Introduction: The 100 meter women’s freestyle swimming event was introduced at the 1912 Olympic Games. Since then the average times recorded in that race at the Olympic Games has improved about 34%, that is to say, approximately 0.33 seconds a year. Among the influences on performance in this event are physiological and biomechanical factors (Ungerechts,1979). The crucial biomechanical factors include stroke length and stroke frequency. It is also well known that there is a close relationship between these factors and the anthropometric characteristics of the body (Grimston and Hay, 1986, and Keskinen, Tilli and Komi, 1989).

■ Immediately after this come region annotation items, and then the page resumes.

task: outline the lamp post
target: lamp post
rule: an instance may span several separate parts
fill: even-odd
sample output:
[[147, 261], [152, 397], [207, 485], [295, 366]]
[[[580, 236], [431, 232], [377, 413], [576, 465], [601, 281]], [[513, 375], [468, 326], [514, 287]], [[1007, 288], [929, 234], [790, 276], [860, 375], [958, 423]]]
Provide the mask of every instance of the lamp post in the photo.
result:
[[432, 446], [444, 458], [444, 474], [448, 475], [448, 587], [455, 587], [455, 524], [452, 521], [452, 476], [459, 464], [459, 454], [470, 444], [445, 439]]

The aim of this paper is to determine which anthropometric characteristics most influence stroke length (SL) and stroke frequency (SF) in the 100 m freestyle race among top female Brazilian swimmers. Methods: Twenty elite Brazilian swimmers were tested. The test consisted in swimming at maximal speed for 100m in the freestyle, starting in a 25 meter pool. Fifteen meters of each 25 meter portion of the whole distance swum were filmed for each swimmer. Through the digitalization of the images in the Winanalyse System we determined medium speed, stroke length and stroke frequency. Results: SL had a negative correlation with some measures of circumference (articulation of the fist, arm, fist and Malleolus) and with the width of the thorax, and a positive correlation with some measures of height (knee, basin and Xiphoid process of the sternum). SF has a negative correlation with measures of the circumference of the knee and elbow, as well as with the length of reach, the height of the knee and of the basin, and the area of the hand. The factors that most influenced SL were the width of the trunk (24.3%) and the area of the hand (16.4%). For SF the most influential factors were the depth of the waist (22.7%) and the length of reach (14%). Conclusions: These results indicate that for the investigated swimmers, the largest SL was found in the swimmers that were thinner, taller and with larger hands. SF was found in those with shorter lower limbs, shorter reach and larger waists. References: Grimston, S. K. & Hay, J. (1986). Relationships among anthropometric and stroking characteristics of college swimmers. Med. and Sci. in Sports Exerc., Madison, 1, 60-68. Ungerechts, B. (1979). Über den Wert der Zugzahl-Ermittlung im Schwimmsport. Leistungssport, Berlin, 5, 353-356.